Ora Szekely



Stories from the Field: A Guide to Navigating Fieldwork in Political Science. Editor, with Peter Krause. (Forthcoming, 2020.) Columbia University Press.

What do you do if you get stuck in an elevator in Mogadishu? How worried should you be about being followed after an interview with a ring of human traffickers in Lebanon? What happens to your research if you get placed on a government watchlist? And what if you find yourself feeling like you just aren’t cut out for fieldwork?

Stories from the Field is a relatable, thoughtful, and unorthodox guide to field research in political science. It features personal stories from working political scientists from a diverse range of biographical and academic backgrounds, covering research in North and South America, Africa, Asia, Europe, and the Middle East, ranging from archival work to interviews with combatants. . The contributors reflect not only on their own experiences but also on larger questions about research ethics, responsibility, and the effects of their personal and professional identities on their fieldwork. 

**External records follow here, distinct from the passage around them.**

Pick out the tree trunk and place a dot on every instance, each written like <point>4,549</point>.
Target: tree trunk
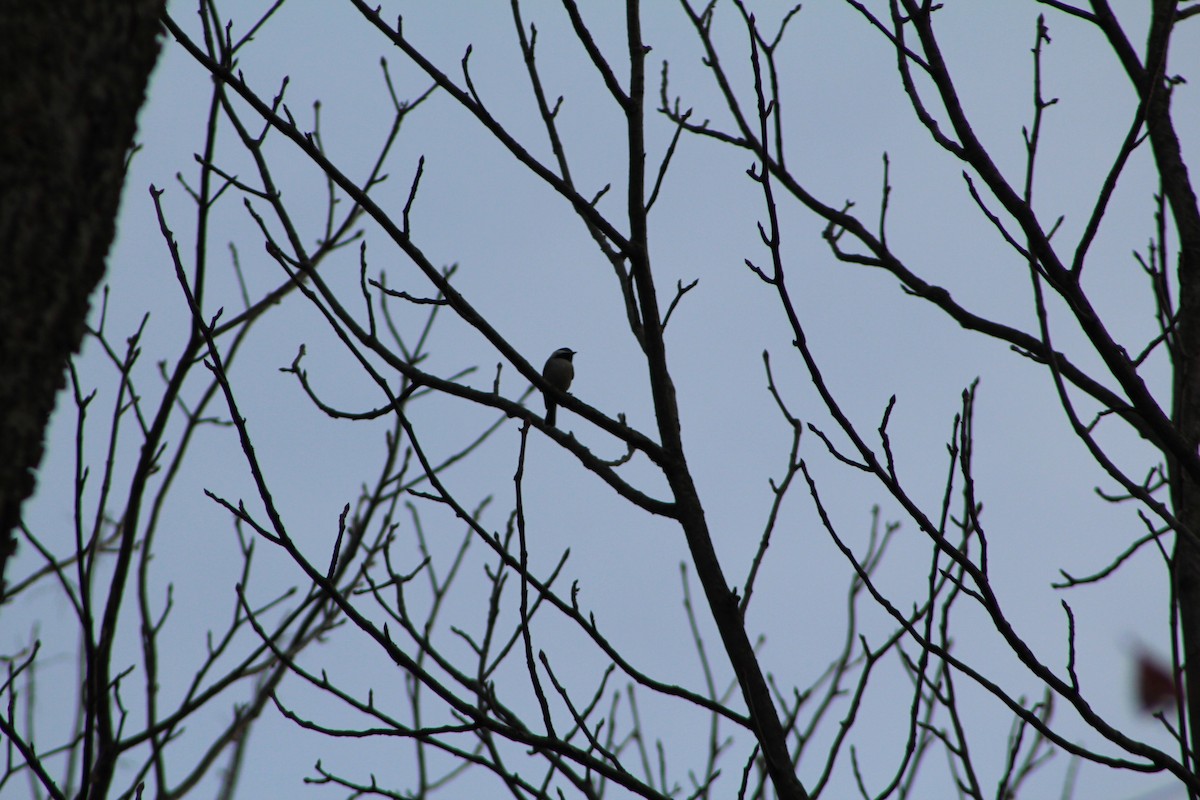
<point>72,78</point>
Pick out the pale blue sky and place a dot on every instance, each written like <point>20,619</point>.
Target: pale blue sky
<point>528,264</point>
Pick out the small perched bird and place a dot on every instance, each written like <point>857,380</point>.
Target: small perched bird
<point>558,373</point>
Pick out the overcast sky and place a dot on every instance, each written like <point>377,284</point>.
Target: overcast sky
<point>528,264</point>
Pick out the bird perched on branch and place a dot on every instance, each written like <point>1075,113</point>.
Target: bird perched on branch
<point>558,373</point>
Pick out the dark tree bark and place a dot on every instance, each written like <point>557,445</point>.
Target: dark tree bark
<point>72,78</point>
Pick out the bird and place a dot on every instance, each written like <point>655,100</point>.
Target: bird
<point>558,373</point>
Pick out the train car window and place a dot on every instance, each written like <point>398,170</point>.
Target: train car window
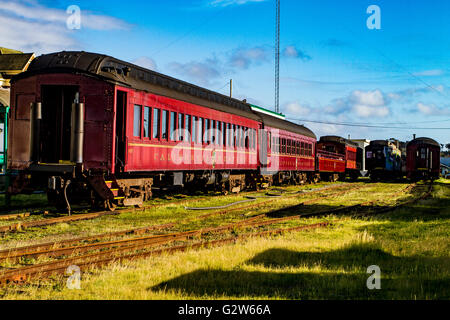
<point>200,130</point>
<point>180,126</point>
<point>215,139</point>
<point>187,131</point>
<point>238,136</point>
<point>156,123</point>
<point>246,139</point>
<point>206,134</point>
<point>147,121</point>
<point>228,135</point>
<point>164,128</point>
<point>218,132</point>
<point>194,129</point>
<point>173,125</point>
<point>137,121</point>
<point>233,136</point>
<point>222,132</point>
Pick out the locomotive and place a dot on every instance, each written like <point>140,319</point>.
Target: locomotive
<point>384,160</point>
<point>423,159</point>
<point>346,155</point>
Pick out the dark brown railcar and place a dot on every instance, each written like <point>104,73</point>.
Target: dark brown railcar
<point>423,158</point>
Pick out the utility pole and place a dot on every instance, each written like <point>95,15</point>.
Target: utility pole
<point>277,58</point>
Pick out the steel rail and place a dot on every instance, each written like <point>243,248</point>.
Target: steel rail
<point>26,273</point>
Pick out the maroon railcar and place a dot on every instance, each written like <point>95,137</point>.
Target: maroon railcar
<point>91,127</point>
<point>423,159</point>
<point>338,157</point>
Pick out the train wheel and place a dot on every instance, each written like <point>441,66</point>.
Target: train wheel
<point>110,205</point>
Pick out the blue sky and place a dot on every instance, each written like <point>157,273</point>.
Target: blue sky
<point>333,68</point>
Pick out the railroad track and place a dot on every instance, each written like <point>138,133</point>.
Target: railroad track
<point>30,250</point>
<point>129,249</point>
<point>89,216</point>
<point>132,245</point>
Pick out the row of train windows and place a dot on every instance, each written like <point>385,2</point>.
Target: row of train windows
<point>176,126</point>
<point>292,147</point>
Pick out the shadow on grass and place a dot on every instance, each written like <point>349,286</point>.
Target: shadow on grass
<point>342,274</point>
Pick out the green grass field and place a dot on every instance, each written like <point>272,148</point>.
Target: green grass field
<point>410,245</point>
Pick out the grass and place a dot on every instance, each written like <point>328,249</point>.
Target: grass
<point>410,245</point>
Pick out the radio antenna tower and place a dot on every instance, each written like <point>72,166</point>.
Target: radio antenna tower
<point>277,59</point>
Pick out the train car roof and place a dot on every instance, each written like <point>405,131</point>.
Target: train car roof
<point>424,140</point>
<point>338,140</point>
<point>278,123</point>
<point>133,76</point>
<point>379,143</point>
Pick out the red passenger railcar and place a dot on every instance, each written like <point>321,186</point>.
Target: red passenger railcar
<point>91,127</point>
<point>337,157</point>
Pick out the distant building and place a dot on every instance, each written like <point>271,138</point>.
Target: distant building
<point>362,143</point>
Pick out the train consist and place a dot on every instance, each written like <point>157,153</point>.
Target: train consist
<point>91,128</point>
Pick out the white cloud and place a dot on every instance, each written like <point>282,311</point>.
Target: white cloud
<point>369,103</point>
<point>364,104</point>
<point>226,3</point>
<point>200,72</point>
<point>297,109</point>
<point>293,52</point>
<point>431,109</point>
<point>243,58</point>
<point>429,73</point>
<point>146,62</point>
<point>29,26</point>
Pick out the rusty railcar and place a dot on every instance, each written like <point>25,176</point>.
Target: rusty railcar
<point>338,157</point>
<point>423,159</point>
<point>90,127</point>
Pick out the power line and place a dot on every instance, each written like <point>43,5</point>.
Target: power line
<point>277,58</point>
<point>365,125</point>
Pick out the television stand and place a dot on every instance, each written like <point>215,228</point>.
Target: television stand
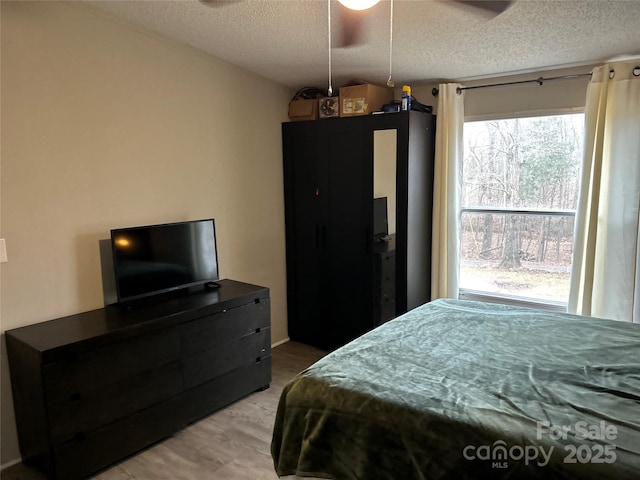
<point>93,388</point>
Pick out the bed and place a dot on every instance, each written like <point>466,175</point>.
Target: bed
<point>461,389</point>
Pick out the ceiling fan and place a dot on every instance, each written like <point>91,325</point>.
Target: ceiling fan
<point>352,15</point>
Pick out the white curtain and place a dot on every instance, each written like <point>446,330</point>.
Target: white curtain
<point>606,264</point>
<point>446,193</point>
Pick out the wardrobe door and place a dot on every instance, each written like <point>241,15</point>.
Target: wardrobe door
<point>305,266</point>
<point>349,224</point>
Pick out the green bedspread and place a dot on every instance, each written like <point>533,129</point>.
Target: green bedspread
<point>458,389</point>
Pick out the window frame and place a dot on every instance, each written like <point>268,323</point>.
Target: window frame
<point>501,298</point>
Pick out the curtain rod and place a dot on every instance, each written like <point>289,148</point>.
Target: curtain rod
<point>539,81</point>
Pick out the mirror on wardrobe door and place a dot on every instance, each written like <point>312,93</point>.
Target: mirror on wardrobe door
<point>384,172</point>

Insurgent Women: Female Combatants in Civil Wars. With Jessica Trisko Darden and Alexis Henshaw. (2019). Georgetown University Press.

Women’s participation in asymmetric violence and civil war is both widespread and tremendously varied. At the same time, however, it is often treated as an afterthought in the literature on civil war. In this book, we offer a brief exploration of the multiple dimensions of women’s participation in armed conflict in Ukraine, Colombia, and the Kurdish regions of Turkey, Syria and Iraq.

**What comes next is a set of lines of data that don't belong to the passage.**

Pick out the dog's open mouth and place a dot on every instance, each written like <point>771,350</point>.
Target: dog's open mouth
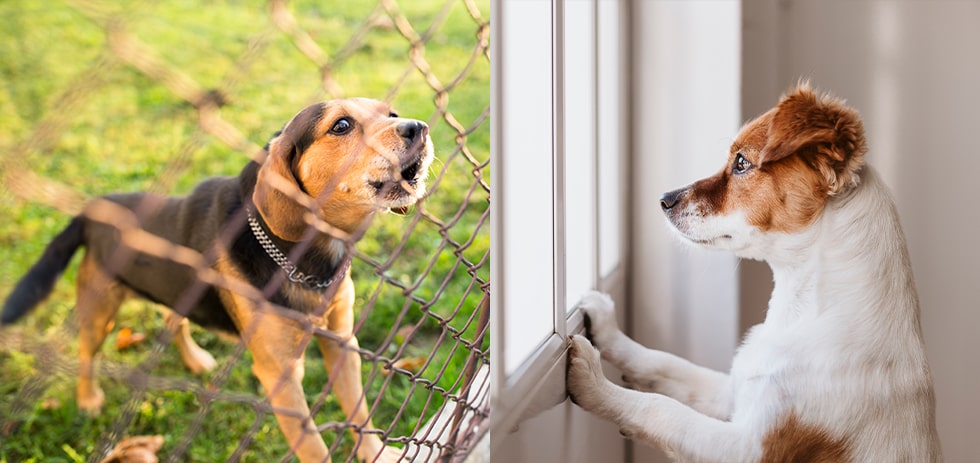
<point>410,174</point>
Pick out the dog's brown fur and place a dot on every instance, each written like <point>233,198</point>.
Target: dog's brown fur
<point>334,165</point>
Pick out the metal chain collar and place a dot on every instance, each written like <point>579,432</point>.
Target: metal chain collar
<point>292,271</point>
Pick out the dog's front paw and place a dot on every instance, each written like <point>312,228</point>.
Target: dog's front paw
<point>600,317</point>
<point>584,379</point>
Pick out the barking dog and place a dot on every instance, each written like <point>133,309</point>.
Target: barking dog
<point>330,169</point>
<point>837,372</point>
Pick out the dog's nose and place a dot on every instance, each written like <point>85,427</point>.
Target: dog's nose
<point>671,198</point>
<point>411,130</point>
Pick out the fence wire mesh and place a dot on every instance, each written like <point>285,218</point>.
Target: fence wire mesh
<point>103,97</point>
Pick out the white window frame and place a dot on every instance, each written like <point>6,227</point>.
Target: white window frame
<point>578,231</point>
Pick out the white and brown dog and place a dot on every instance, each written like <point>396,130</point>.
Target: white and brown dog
<point>838,371</point>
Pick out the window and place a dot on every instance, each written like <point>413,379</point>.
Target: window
<point>558,183</point>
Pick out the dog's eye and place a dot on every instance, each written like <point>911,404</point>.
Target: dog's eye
<point>342,126</point>
<point>741,165</point>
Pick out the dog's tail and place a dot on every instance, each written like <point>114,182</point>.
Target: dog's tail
<point>40,279</point>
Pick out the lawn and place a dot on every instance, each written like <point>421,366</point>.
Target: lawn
<point>80,118</point>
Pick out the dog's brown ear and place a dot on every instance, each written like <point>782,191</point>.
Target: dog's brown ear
<point>278,189</point>
<point>828,133</point>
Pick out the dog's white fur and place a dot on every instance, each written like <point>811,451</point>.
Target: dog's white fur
<point>839,362</point>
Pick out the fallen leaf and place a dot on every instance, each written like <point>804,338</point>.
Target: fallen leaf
<point>127,338</point>
<point>412,364</point>
<point>136,449</point>
<point>50,404</point>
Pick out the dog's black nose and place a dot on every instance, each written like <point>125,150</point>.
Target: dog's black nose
<point>410,130</point>
<point>671,198</point>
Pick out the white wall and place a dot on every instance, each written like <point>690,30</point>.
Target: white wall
<point>911,68</point>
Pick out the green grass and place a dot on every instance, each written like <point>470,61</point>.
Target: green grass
<point>117,129</point>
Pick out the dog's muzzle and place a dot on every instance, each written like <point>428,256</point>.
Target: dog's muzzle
<point>670,199</point>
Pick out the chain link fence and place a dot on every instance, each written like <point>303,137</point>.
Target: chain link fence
<point>100,97</point>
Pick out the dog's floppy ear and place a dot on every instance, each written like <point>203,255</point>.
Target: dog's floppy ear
<point>278,184</point>
<point>827,133</point>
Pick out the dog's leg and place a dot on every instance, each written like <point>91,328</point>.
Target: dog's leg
<point>654,418</point>
<point>195,357</point>
<point>705,390</point>
<point>277,354</point>
<point>98,301</point>
<point>343,363</point>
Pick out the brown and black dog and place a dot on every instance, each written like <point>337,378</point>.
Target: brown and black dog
<point>286,227</point>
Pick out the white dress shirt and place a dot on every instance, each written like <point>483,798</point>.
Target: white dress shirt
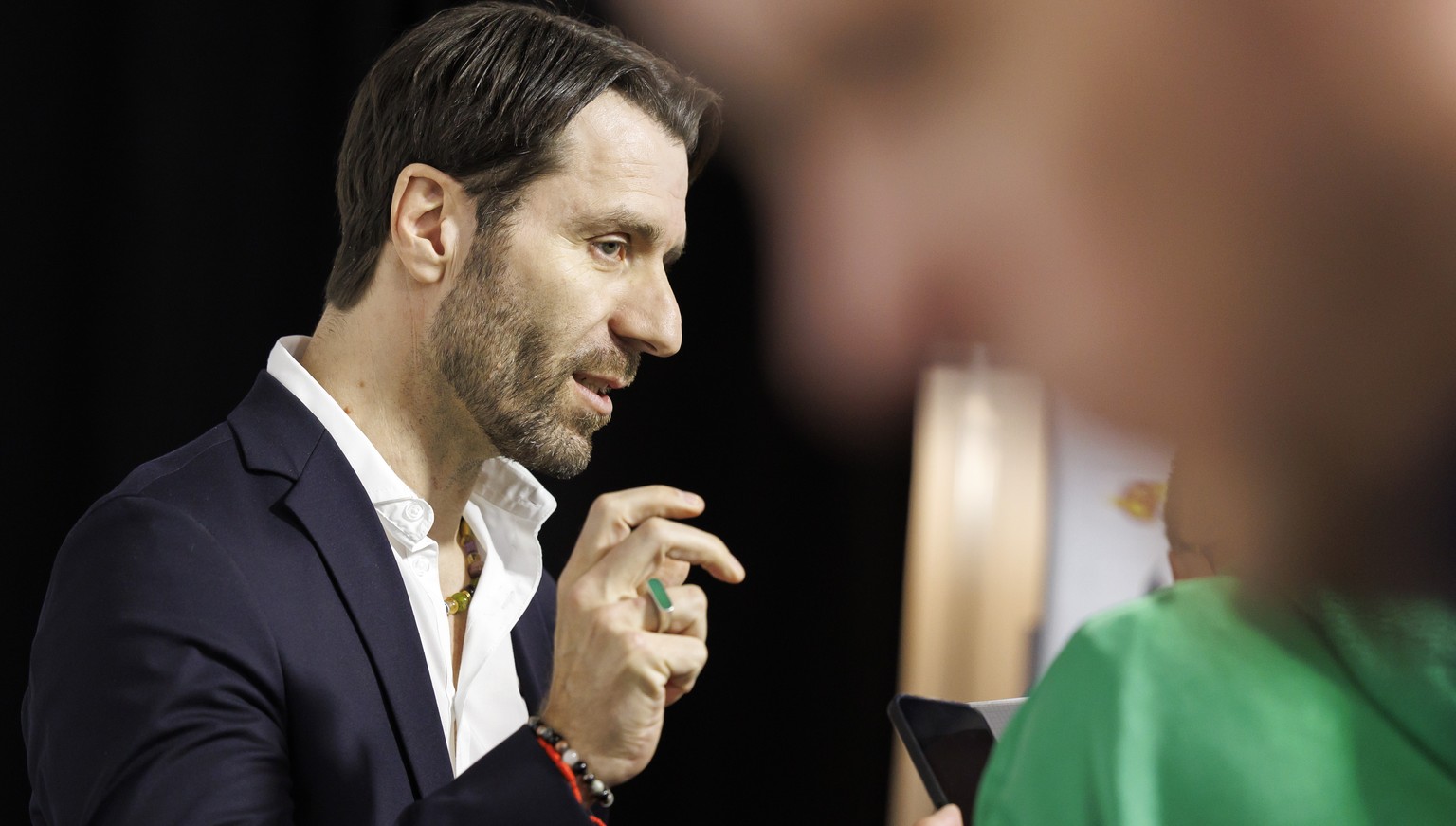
<point>505,511</point>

The Politics of Militant Group Survival in the Middle East: Resources, Relationships, and Resistance. (2016). Palgrave Macmillan.

Why is it that multiple nonstate armed groups, fighting the same adversary, on the same territory, experience very different outcomes, even when they have access so similar resources? This book explores this question by comparing the experiences of four major armed groups in the Arab-Israeli conflict ecosystem: PLO, Amal, Hizbullah and Hamas. The roots of an organization’s ability to survive its confrontations with far more powerful adversaries lie in its foreign and domestic policy choices.  Based on interviews with movement members and adversaries, critics and supporters, I find that the strategies which organizations use to obtain both tangible and intangible resources are ultimately just as important as the resources themselves.